Oxford Operatic has not staged The Boy Friend for 27 years - prompting the question: why not?

The opportunity to mount such 1920s showmanship must be a director's dream, and Sandy Wilson's classic musical should be an easy hit in anyone's hands.

Director Barbara Denton succeeds splendidly. The inventiveness and exuberance of this production is a delight, and there are delightful backstage stories to tell. Barbara played Hortense, the maid, in that 1980 production; now she directs her own daughter Clare in the same role, and her son Mark plays Pierre.

There is also a mother/daughter acting combination: Diana Pemberton-Pigott plays the frightening Lady Brockhurst while her daughter, Sally Chase, is one of the stars of the show as the wonderful Maisie. Wilson never set out to make audiences think in 1953. He just wanted them to enjoy themselves by transporting them back to a more joyous period. The plot is paper-thin - will the girls at Madame Dubonnet's finishing school in Nice get their boys? And, vitally, will Polly Browne (played sweetly by Jennifer Heim) actually find a boy in the first place and then hang on to him? Answers on a postcard.

The parts for women are far better than those for males and the ladies of the OOC (all wonderfully costumed) sing, dance and smile beautifully.

Maisie has a scene-grabbing song with Safety In Numbers, exhibiting some classy athleticism along the way.

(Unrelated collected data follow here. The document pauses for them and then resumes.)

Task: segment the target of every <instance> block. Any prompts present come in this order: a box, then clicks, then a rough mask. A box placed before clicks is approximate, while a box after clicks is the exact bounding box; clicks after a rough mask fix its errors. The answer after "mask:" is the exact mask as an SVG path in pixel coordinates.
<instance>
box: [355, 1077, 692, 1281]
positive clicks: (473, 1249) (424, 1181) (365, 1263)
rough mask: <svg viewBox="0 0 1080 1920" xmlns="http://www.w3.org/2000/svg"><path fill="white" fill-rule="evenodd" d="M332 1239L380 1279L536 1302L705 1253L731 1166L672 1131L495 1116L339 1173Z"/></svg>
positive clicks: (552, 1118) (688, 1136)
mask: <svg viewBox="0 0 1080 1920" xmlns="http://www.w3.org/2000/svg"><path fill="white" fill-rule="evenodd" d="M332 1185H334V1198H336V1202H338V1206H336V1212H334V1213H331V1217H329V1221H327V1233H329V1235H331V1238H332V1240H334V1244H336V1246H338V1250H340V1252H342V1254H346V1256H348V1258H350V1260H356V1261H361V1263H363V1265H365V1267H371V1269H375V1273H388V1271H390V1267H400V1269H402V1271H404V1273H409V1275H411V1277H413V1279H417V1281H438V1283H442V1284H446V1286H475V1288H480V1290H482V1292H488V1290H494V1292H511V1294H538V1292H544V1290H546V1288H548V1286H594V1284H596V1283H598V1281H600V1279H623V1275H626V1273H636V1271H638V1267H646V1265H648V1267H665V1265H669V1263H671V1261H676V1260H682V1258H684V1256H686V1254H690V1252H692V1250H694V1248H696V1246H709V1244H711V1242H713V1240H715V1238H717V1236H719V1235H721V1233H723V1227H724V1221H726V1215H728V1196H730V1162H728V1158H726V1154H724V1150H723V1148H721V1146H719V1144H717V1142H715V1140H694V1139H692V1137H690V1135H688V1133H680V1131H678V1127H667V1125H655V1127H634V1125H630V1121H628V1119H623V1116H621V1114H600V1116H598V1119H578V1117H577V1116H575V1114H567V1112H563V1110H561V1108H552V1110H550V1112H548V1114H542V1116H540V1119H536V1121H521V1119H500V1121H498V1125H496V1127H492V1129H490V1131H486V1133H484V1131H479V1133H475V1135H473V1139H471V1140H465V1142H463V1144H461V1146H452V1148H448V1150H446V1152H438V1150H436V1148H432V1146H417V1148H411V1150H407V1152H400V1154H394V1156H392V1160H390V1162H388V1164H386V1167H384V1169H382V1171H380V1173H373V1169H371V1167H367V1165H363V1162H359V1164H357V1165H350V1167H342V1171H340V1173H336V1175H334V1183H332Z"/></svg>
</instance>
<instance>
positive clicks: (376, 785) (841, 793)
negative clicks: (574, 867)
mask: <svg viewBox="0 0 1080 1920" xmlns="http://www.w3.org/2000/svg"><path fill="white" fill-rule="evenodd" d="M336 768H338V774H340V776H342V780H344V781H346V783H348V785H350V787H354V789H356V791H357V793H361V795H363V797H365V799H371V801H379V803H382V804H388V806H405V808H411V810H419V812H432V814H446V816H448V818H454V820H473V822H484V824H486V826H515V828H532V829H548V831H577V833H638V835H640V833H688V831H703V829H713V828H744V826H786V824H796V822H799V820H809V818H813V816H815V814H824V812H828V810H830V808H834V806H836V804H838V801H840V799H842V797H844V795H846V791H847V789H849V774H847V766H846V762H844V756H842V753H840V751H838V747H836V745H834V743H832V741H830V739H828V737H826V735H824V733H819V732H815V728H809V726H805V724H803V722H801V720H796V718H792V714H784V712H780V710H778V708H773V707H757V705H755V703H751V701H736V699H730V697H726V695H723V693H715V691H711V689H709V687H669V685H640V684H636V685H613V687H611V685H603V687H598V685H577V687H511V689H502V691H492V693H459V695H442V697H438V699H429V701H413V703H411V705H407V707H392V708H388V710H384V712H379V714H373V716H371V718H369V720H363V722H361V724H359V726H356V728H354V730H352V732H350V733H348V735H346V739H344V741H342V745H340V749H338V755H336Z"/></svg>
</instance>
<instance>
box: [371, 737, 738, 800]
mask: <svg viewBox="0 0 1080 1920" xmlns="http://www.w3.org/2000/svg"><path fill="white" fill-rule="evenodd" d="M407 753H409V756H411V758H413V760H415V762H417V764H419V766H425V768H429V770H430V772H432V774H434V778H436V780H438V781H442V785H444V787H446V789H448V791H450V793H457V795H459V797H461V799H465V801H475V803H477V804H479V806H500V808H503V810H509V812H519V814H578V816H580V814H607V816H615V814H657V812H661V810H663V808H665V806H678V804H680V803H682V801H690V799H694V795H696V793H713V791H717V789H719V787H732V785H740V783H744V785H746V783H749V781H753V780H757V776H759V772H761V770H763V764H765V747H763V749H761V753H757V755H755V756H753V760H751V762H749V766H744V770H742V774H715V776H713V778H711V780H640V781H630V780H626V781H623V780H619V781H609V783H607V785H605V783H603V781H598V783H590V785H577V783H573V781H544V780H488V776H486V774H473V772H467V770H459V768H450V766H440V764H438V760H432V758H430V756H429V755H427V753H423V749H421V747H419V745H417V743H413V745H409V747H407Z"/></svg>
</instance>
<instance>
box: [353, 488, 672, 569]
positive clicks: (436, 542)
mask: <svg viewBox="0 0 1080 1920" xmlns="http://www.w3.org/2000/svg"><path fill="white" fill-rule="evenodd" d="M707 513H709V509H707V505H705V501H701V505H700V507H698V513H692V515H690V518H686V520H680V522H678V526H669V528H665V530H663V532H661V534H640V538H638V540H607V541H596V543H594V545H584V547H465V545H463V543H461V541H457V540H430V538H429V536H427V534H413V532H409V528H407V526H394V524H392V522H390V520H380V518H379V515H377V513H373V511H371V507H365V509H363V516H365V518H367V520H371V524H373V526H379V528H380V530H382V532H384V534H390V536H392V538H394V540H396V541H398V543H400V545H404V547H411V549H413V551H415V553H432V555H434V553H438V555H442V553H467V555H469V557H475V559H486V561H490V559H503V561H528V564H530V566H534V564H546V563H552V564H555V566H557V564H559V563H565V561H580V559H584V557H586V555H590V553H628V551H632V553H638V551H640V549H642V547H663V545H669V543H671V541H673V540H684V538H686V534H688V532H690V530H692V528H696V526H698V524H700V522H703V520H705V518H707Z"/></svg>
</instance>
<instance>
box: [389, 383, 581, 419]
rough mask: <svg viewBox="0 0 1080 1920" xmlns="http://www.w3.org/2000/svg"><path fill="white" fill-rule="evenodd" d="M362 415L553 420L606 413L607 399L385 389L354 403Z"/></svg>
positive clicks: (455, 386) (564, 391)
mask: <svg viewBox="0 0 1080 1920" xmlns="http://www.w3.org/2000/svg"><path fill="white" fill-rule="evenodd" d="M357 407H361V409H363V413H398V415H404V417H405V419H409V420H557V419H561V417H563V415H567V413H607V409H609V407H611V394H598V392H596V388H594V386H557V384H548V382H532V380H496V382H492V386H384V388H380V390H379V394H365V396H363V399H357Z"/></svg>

Hortense is always a magnet for the eye and has a show-stopper with It's Nicer In Nice; and Poor Little Pierrette is tenderly sung by Marilyn Moore as Mme Dubonnet, duetting with the pure-voiced Polly.

The enduring song is I Could Be Happy With You, and its first outing (for it is much reprised) is charmingly put over by Polly and her new boyfriend Tony - played enthusiastically by Andrew Stott, in one of the only two reasonable male roles.

The other is that from Ronald Hewitt as the hilarious aged roué Lord Brockhurst.

He has been a member of the company for more than 50 years and richly deserved the cheers from a packed first-night audience after his tour-de-force It's Never Too Late To Fall In Love.

On occasion, there seemed to be an unnecessary number of people cluttering the stage and there are examples of over-contrived choreography (some faces visibly set as their owners try to get the dancing right, rather than concentrating on acting), but the plusses outweigh the negatives throughout.

The 18-piece orchestra was unobtrusively accurate.

Oh, and if you're wondering, yes, all the girls do get their boys!